Australia, politica criticata per pantaloni aderenti e tacchi a spillo indossa busta spazzatura per protesta VIDEO

di redazione Blitz
Pubblicato il 29 Luglio 2020 16:00 | Ultimo aggiornamento: 29 Luglio 2020 16:00
nicolle flint vestito

Asutralia, politica criticata per pantaloni aderenti e tacchi a spillo indossa busta spazzatura per protesta

Australia, politica indossa una busta della spazzatura per rispondere al giornalista che l’ha criticata.

Australia, politica Nicolle Flint del Partito liberale viene attaccata dal  giornalista Peter Goers del Sunday Mail che la critica per il suo modo di vestire:

“Mi ha criticata perché porto tacchi a spillo e pantaloni aderenti”, ha detto lei in un video pubblicato su Twitter e ripreso dalle tv australiane.

“Come donna in politica ho dovuto sopportare molte cose” ha spiegato, elencando una serie di episodi in cui è stata vittima di offese e soprusi.

La sopresa alla fine del filmato

Alla fine del filmato, dopo aver mostrato il suo guardaroba per dimostrare che è pieno di abiti normali, Flint si è rivolta al giornalista e ha spiazzato tutti:

“Cosa dovrebbe indossare una donna che fa politica, un sacco della spazzatura per soddisfare le sue parole immonde?”.

Teresa Bellanova criticata per l’abito scelto al giuramento

Qualcosa di non molto diverso accadde a settembre del 2019 al ministro Teresa Bellanova che venne criticata per la scelta dell’abito blu elettrico indossato durante il giuramento del Conte-bis.

La Bellanova, il giorno dopo decise di sfoggiare una camicia gialla a pois: “Visto che il blu di ieri ha elettrizzato molti, ho voluto provare con questa mise oggi, che ne dite? #vestocomevoglio oppure no?
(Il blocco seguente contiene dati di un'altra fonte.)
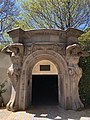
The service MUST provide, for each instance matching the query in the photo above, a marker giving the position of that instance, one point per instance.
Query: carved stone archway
(59, 47)
(63, 79)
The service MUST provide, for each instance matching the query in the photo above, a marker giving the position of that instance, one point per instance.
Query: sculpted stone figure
(73, 53)
(16, 54)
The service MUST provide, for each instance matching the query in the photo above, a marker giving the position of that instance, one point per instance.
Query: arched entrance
(44, 83)
(25, 97)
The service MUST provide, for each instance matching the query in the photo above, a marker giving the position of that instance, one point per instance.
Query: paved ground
(45, 113)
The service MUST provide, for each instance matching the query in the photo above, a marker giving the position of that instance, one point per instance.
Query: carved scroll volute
(16, 54)
(73, 53)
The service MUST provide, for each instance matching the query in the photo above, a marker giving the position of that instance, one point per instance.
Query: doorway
(44, 89)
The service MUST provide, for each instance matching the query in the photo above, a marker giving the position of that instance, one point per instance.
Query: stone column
(14, 72)
(75, 73)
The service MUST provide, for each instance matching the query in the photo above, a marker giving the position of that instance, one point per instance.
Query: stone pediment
(45, 35)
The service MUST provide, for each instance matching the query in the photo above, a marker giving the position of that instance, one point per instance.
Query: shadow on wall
(56, 113)
(5, 63)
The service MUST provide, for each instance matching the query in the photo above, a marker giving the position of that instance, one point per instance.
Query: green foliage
(84, 85)
(59, 14)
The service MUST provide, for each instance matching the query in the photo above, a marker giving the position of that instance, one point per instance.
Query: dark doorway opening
(44, 89)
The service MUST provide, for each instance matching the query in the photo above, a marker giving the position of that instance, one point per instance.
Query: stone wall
(5, 62)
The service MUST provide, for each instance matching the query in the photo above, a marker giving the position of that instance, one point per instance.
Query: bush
(84, 85)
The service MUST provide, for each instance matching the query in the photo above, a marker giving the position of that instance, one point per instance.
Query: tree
(59, 14)
(8, 16)
(84, 40)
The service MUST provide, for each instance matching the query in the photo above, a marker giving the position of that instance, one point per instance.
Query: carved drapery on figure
(16, 54)
(73, 53)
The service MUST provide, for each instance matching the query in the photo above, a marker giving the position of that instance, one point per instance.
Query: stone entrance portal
(37, 53)
(44, 83)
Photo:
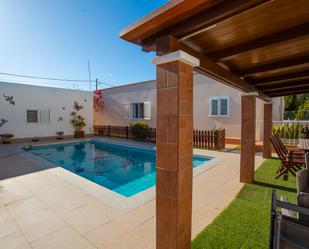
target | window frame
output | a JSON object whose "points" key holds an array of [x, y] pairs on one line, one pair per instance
{"points": [[37, 116], [219, 98], [140, 110]]}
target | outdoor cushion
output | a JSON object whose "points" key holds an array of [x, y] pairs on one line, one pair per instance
{"points": [[293, 233], [303, 201], [302, 180]]}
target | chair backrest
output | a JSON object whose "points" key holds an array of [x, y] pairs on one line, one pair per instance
{"points": [[287, 232], [277, 148], [281, 144], [307, 160], [302, 180]]}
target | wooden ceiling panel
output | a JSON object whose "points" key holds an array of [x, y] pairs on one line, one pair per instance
{"points": [[252, 24], [273, 53]]}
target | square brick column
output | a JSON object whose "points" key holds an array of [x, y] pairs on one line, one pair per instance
{"points": [[267, 130], [247, 155], [174, 150]]}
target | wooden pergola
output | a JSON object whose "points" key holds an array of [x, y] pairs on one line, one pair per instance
{"points": [[260, 47]]}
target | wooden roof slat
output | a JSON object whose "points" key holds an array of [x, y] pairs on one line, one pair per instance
{"points": [[203, 20], [281, 36], [285, 85], [288, 92], [207, 66], [272, 66], [256, 45], [304, 74]]}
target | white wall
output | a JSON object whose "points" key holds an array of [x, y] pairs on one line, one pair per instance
{"points": [[204, 87], [117, 98], [28, 97]]}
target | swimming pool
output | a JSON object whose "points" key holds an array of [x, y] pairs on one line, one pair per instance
{"points": [[120, 168]]}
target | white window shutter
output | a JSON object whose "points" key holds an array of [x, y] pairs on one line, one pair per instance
{"points": [[44, 116], [126, 111], [147, 110], [130, 111]]}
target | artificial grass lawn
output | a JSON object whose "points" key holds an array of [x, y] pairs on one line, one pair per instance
{"points": [[245, 222]]}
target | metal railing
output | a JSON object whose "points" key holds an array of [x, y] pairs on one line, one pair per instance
{"points": [[211, 140], [289, 130]]}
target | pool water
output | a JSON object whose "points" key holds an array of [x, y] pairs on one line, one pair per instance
{"points": [[123, 169]]}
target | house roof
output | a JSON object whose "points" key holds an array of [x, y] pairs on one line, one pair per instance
{"points": [[256, 46]]}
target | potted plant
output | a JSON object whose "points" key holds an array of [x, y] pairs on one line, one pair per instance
{"points": [[140, 130], [6, 138], [78, 123], [59, 135], [35, 139], [304, 132]]}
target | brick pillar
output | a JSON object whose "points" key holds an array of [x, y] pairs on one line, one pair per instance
{"points": [[267, 130], [247, 155], [174, 150]]}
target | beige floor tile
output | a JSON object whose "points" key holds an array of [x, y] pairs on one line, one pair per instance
{"points": [[40, 224], [94, 202], [113, 212], [7, 224], [199, 222], [33, 181], [54, 179], [147, 230], [14, 241], [66, 198], [64, 238], [103, 236], [12, 190], [85, 219], [24, 207], [115, 236]]}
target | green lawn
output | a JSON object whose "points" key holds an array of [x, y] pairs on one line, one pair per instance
{"points": [[245, 222]]}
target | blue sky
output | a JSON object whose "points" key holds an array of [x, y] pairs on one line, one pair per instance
{"points": [[57, 38]]}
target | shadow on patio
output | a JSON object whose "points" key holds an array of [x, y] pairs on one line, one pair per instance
{"points": [[245, 222]]}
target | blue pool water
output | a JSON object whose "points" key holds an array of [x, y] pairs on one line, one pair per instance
{"points": [[125, 170]]}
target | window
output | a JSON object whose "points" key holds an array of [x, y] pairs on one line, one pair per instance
{"points": [[38, 116], [139, 110], [32, 116], [219, 106], [45, 116]]}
Secondo voi?” aveva poi scritto in una foto postata sui social.

Il premier Giuseppe Conte ha subiro espresso, in una conversazione telefonica, la propria solidarietà al ministro dell’Agricoltura Teresa Bellanova.

Il premier è l’ultimo dei tantissimi che hanno espresso solidarietà all’ex bracciante agricola, molto stimata come sindacalista non solo dal Pd.

A prendere le distanze da quanto accaduto furono anche molte donne parlamentari di Forza Italia tra cui la Carfagna (“chi la insulta si vergogni”) e Renata Polverini, esponenti M5s e il sindaco di Bari Antonio Decoaro (“Bellanova ha difeso i braccianti e lavorava nei campi: gli insulti dei leoni da tastiera non la abbatteranno”) (fonte: Il Fatto Quotidiano, YouTube).